To remind drivers of the dangers, four groups have combined to produce three banners that will be displayed in various high-traffic areas around the county. They will display the message: “Caution. Slow Down. Share The Road.”
To start with, those banners are at the Farm Bureau office on Sunset Drive, and at two locations along U.S. Route 51 (one about five miles north of Vandalia and one about five miles south).
Sponsoring the banners are: the Farm Bureau, South Central FS, Country Financial and the Illinois State Police.
“We have to move from field to field,” Cripe said, “and motorists need to be prepared to slow down when they come up behind us. Farmers try to move over to let motorists get by, when possible.”
Tractors and other farm equipment are required to have the triangular “slow moving vehicle” emblem displayed on the back of the equipment. Those emblems should tip off motorists that the vehicles are moving considerably slower than highway speed for other vehicles.

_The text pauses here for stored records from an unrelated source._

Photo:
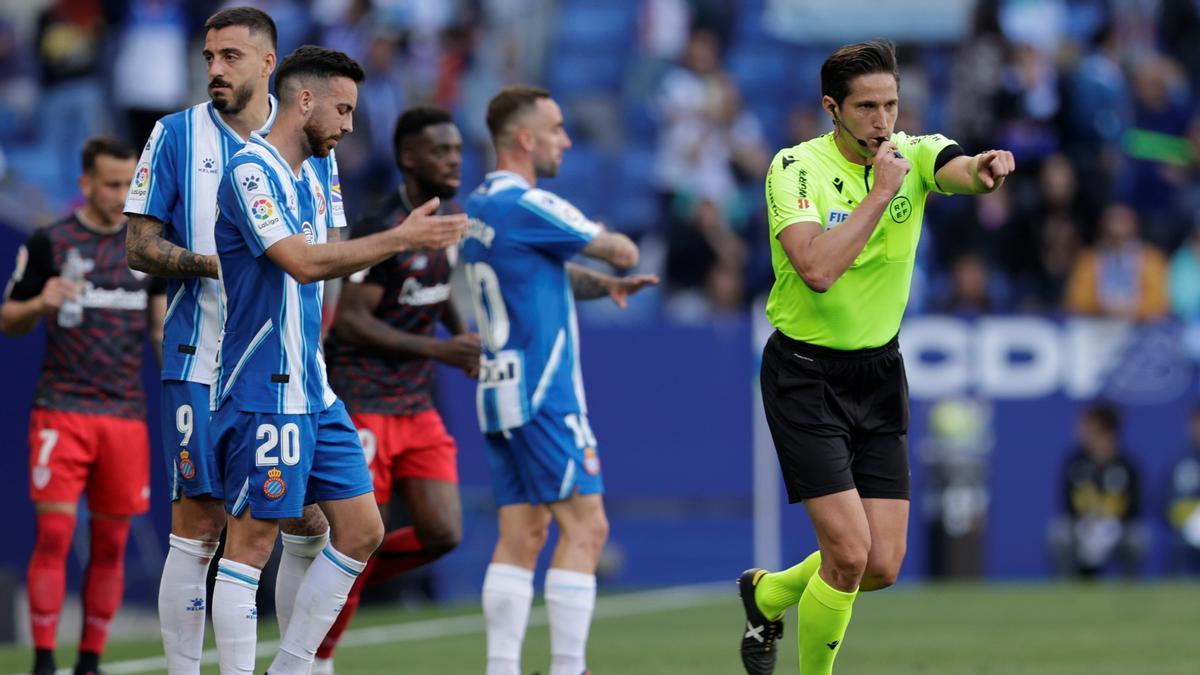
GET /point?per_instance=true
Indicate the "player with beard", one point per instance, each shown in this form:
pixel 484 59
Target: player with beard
pixel 88 428
pixel 280 434
pixel 540 448
pixel 172 208
pixel 381 362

“Drivers need to remember not to put others in a dangerous situation,” said Adam Braun, chairman of the Farm Bureau’s Young Leaders committee. “Before going around farm equipment, they need to make sure that they are in a passing zone and that there is no oncoming traffic.”
Cripe added: “There is the most potential for danger when motorists are coming up behind equipment and at bridges (where the farmer must move his equipment farther into the roadway to avoid hitting the bridge. No passing zones are dangerous, too, because people are tempted to take chances.”
Marshel said that the campaign’s goal is to prevent accidents.
“We’ve been fortunate that we haven’t had any serious accidents in recent years,” he said. “We want to keep it that way.”
Currently, most of the farm machinery on the roads is tractors pulling tillage equipment or planters. Marshel noted that within the next month, combines will join them as winter wheat becomes ready for harvest.